Inradius of random lemniscates

A classically studied geometric property associated to a complex polynomial $p$ is the inradius (the radius of the largest inscribed disk) of its (filled) lemniscate $\Lambda ≔\{z\in ℂ:\left|p\left(z\right)\right|<1\}$.

In this paper, we study the lemniscate inradius when the defining polynomial $p$ is random, namely, with the zeros of $p$ sampled independently from a compactly supported probability measure $\mu$. If the negative set of the logarithmic potential $U_{\mu }$ generated by $\mu$ is non-empty, then the inradius is bounded from below by a positive constant with overwhelming probability (as the degree $n$ of $p$ tends to infinity). Moreover, the inradius has a deterministic limit if the negative set of $U_{\mu }$ additionally contains the support of $\mu$.

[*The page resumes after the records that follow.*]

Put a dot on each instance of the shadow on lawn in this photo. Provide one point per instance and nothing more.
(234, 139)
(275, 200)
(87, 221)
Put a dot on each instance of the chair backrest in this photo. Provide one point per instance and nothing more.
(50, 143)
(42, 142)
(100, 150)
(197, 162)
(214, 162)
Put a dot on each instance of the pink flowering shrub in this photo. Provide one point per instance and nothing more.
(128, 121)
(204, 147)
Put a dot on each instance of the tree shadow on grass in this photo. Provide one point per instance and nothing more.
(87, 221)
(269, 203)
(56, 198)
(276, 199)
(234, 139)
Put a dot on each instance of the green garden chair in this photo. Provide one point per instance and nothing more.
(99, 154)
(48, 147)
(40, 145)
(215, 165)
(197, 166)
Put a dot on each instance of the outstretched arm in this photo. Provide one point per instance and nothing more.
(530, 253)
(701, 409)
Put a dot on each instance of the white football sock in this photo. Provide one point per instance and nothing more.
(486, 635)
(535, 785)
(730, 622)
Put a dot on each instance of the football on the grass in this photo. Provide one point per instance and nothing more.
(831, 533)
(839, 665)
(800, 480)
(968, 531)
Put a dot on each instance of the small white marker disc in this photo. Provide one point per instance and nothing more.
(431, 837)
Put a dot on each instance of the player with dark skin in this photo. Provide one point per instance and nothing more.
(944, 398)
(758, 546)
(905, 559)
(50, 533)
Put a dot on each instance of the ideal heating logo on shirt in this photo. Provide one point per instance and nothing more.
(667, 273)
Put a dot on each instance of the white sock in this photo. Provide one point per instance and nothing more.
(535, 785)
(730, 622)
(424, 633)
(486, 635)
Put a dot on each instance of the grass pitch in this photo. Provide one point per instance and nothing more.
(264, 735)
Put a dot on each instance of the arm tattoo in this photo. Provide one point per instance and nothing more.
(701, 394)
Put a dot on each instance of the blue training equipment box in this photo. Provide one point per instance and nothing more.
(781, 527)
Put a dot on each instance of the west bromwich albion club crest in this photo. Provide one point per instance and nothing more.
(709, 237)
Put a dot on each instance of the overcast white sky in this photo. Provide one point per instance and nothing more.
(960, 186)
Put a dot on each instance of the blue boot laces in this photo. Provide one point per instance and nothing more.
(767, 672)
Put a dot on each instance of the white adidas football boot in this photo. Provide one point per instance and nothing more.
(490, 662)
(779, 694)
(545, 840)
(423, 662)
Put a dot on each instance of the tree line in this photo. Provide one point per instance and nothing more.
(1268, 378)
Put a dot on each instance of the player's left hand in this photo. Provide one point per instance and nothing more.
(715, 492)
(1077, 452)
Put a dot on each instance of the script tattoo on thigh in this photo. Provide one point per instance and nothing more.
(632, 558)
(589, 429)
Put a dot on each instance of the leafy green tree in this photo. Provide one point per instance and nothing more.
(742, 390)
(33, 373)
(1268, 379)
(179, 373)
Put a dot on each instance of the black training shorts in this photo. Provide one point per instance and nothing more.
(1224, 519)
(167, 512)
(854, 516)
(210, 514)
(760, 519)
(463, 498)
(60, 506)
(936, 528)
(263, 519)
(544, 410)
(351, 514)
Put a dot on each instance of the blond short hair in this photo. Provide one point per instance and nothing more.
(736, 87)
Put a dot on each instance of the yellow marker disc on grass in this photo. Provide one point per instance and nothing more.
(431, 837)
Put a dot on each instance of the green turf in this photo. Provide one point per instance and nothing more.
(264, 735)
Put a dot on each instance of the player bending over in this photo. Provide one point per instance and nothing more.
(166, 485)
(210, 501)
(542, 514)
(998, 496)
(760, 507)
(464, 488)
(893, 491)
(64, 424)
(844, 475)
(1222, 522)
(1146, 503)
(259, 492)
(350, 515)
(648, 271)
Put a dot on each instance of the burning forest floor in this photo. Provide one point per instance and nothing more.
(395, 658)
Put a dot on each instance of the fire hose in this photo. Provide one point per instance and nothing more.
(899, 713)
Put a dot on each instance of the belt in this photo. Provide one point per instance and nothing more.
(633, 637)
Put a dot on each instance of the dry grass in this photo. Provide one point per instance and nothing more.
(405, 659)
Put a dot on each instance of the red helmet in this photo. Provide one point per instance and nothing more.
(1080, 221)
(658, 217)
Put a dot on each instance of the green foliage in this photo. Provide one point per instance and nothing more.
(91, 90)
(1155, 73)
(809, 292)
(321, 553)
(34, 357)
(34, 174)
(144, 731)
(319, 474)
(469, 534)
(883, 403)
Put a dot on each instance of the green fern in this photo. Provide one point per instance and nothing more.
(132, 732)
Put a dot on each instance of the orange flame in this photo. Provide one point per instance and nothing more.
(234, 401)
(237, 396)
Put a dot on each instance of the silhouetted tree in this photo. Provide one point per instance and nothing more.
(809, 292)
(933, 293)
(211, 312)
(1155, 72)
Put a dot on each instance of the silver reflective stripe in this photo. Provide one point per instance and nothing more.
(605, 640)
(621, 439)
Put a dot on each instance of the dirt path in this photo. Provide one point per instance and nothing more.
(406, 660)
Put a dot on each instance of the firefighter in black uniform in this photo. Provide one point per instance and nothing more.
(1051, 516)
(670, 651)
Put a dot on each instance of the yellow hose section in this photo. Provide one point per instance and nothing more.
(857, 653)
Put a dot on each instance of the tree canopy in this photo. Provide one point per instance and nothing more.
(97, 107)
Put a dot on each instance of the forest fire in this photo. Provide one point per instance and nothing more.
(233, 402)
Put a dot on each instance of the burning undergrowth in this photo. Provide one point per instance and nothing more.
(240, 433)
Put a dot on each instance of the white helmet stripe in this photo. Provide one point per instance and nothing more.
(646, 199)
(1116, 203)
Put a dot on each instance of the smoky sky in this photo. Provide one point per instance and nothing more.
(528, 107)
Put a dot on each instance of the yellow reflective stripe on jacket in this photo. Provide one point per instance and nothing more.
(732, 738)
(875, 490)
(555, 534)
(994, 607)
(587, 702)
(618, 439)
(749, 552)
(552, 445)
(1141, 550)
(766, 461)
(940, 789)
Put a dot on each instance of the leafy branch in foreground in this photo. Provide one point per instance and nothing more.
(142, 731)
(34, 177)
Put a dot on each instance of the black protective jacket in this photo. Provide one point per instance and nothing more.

We also provide conditions on $\mu$ guaranteeing that the lemniscate is contained in a union of $n$ exponentially small disks with overwhelming probability. This leads to a partial solution to a (deterministic) problem concerning the area of lemniscates posed by Erdös, Herzog, and Piranian.

On the other hand, when the zeros are sampled independently and uniformly from the unit circle, then we show that the inradius converges in distribution to a random variable taking values in $(0,1/2)$.

We also consider the characteristic polynomial of a Ginibre random matrix whose lemniscate we show is close to the unit disk with overwhelming probability.